République tchèque : La société ne peut pas être découpée

20 avril 2013 par ProAlt


Déclaration de ProAlt – Initiatives pour la critique des réformes et pour le soutien des alternatives.

On parle du « gouvernement de la responsabilité budgétaire ». Mais c’est le gouvernement de l’irresponsabilité envers la société et la nature qui est instauré. Il est donc nécessaire que nous, citoyens et citoyennes, assumions notre responsabilité. Nous voulons clairement montrer notre désaccord, contribuer à la remise en cause des projets gouvernementaux, encourager l’activisme public et ouvrir une discussion sur les alternatives. Nous voulons montrer que la société ne peut fonctionner en faisant fi des équations économiques et d’une vision politique.

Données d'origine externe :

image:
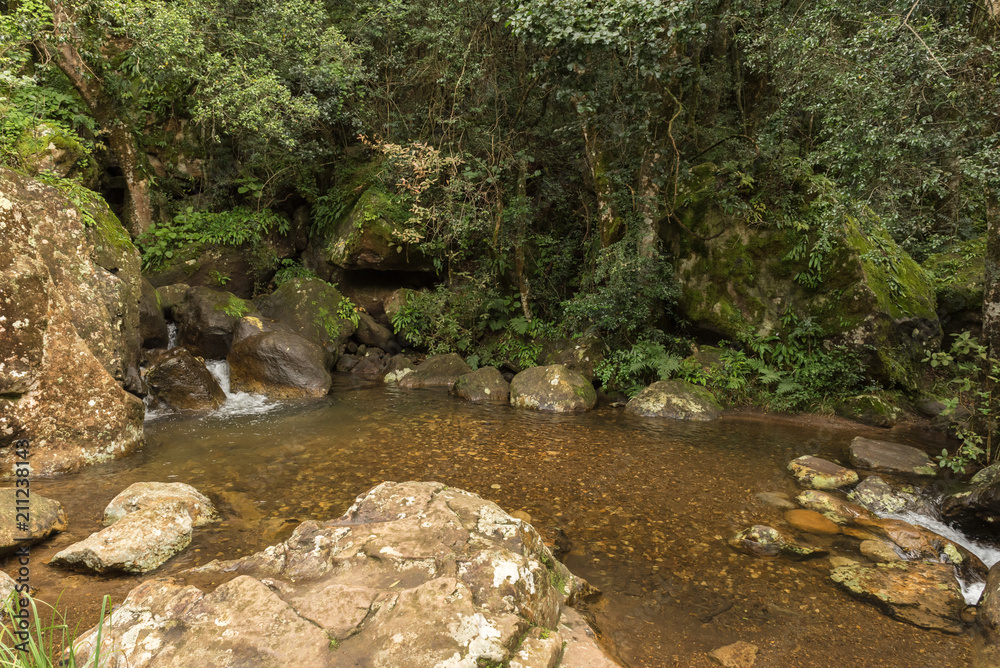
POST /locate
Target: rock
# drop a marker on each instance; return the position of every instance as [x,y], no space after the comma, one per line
[877,495]
[879,551]
[776,499]
[581,354]
[880,303]
[552,388]
[368,237]
[229,268]
[811,522]
[821,474]
[436,371]
[312,308]
[279,365]
[372,365]
[371,333]
[459,579]
[833,507]
[921,593]
[206,319]
[888,457]
[139,542]
[183,382]
[141,495]
[45,517]
[763,541]
[738,655]
[69,322]
[483,386]
[397,367]
[676,399]
[152,324]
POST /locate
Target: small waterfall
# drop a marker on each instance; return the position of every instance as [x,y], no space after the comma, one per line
[988,554]
[237,403]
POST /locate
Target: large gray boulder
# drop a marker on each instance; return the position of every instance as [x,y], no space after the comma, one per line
[69,330]
[675,399]
[413,575]
[552,388]
[439,371]
[280,365]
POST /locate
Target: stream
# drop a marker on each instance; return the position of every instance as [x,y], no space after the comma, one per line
[641,508]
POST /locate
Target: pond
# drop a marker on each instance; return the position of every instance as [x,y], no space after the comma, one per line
[641,508]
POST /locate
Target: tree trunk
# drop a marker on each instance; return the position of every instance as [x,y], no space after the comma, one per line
[138,213]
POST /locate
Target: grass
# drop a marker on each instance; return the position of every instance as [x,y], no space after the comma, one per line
[27,641]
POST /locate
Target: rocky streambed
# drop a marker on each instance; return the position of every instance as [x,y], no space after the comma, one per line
[641,509]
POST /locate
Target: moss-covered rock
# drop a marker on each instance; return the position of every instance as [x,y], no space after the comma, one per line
[873,297]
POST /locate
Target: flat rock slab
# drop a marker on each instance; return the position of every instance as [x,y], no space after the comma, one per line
[675,399]
[414,575]
[819,473]
[142,495]
[45,517]
[888,457]
[137,543]
[921,593]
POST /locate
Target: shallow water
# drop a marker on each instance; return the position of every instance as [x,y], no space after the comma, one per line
[643,508]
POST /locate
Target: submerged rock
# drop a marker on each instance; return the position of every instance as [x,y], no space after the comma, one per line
[45,517]
[279,365]
[139,542]
[821,474]
[921,593]
[552,388]
[140,495]
[675,399]
[436,371]
[888,457]
[182,381]
[414,575]
[483,386]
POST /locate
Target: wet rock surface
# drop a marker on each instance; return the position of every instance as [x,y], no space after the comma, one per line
[375,586]
[819,473]
[181,380]
[437,371]
[675,399]
[888,457]
[483,386]
[552,388]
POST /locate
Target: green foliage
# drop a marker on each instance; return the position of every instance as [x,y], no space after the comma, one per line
[45,644]
[974,384]
[227,228]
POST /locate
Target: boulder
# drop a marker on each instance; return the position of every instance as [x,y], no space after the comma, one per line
[152,324]
[312,308]
[740,279]
[413,575]
[69,330]
[45,517]
[921,593]
[139,542]
[279,365]
[439,371]
[676,399]
[141,495]
[206,319]
[821,474]
[371,333]
[888,457]
[880,497]
[398,367]
[181,381]
[552,388]
[483,386]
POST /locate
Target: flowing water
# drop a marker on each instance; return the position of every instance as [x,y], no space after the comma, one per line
[642,509]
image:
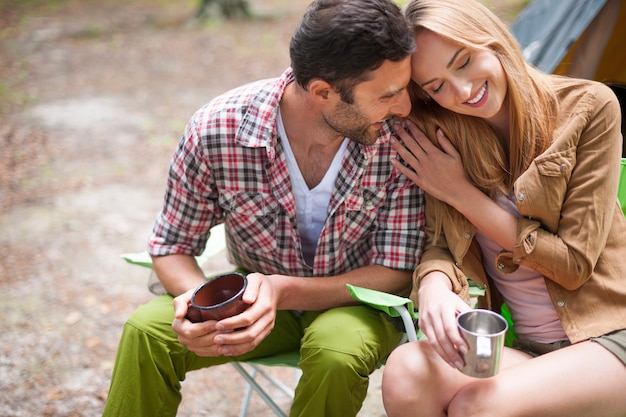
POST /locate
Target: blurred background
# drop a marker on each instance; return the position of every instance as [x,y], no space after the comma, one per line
[94,96]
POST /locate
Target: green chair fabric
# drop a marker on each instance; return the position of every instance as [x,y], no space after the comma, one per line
[621,191]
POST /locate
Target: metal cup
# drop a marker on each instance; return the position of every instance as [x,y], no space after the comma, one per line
[484,331]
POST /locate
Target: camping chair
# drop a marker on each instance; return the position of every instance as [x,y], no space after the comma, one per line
[250,370]
[621,191]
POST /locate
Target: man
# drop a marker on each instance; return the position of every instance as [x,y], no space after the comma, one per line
[298,169]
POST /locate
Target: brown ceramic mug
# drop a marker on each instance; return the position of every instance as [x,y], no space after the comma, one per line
[218,298]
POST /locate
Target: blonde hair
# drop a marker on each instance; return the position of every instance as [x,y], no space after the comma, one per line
[532,104]
[485,165]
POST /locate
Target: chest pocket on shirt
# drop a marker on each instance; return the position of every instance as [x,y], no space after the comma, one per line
[361,211]
[554,172]
[252,219]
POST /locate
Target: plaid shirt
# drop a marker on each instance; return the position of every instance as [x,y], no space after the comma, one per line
[230,168]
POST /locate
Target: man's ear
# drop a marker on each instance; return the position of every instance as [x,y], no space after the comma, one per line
[321,91]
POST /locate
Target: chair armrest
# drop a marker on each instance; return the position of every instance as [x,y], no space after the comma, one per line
[392,305]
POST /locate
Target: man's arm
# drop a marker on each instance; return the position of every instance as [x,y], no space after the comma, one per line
[320,293]
[178,273]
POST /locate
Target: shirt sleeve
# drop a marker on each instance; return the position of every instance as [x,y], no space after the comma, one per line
[190,206]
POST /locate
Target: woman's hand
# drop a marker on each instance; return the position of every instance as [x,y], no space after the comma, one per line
[439,172]
[235,335]
[438,309]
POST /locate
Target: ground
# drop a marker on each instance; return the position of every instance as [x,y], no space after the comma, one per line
[93,98]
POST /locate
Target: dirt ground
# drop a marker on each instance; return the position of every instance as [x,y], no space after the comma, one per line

Les restrictions : un problème, et non une solution

Le gouvernement veut mettre en œuvre d’importants changements dans les domaines de la santé, de l’éducation, des retraites, du droit du travail, des services sociaux, de la science ou encore de la recherche. Cependant, nous pouvons aussi nous attendre à des impacts néfastes dans d’autres domaines tels que l’écologie, la culture ou la politique étrangère.

Plusieurs changements peuvent être irréversibles. Nous sommes confrontés à l’instauration d’un système à deux vitesses, notamment dans le domaine de la santé, avec une réduction considérable des soins garantis au plus grand nombre. De même, nous pouvons nous attendre à des restrictions massives des dépenses liées à la politique sociale et au renforcement de l’influence des entreprises privées sur les universités (jusqu’alors) indépendantes, sur le système d’assurance retraite et même sur le Ministère de l’intérieur. Il est également probable que nous assistions à la destruction progressive de l’environnement, à la restriction des droits des citoyens et à l’abandon des approches solidaires de coopération et de développement. Ces profonds changements n’ont fait l’objet d’aucune concertation, ni publique, ni même de cercles d’experts.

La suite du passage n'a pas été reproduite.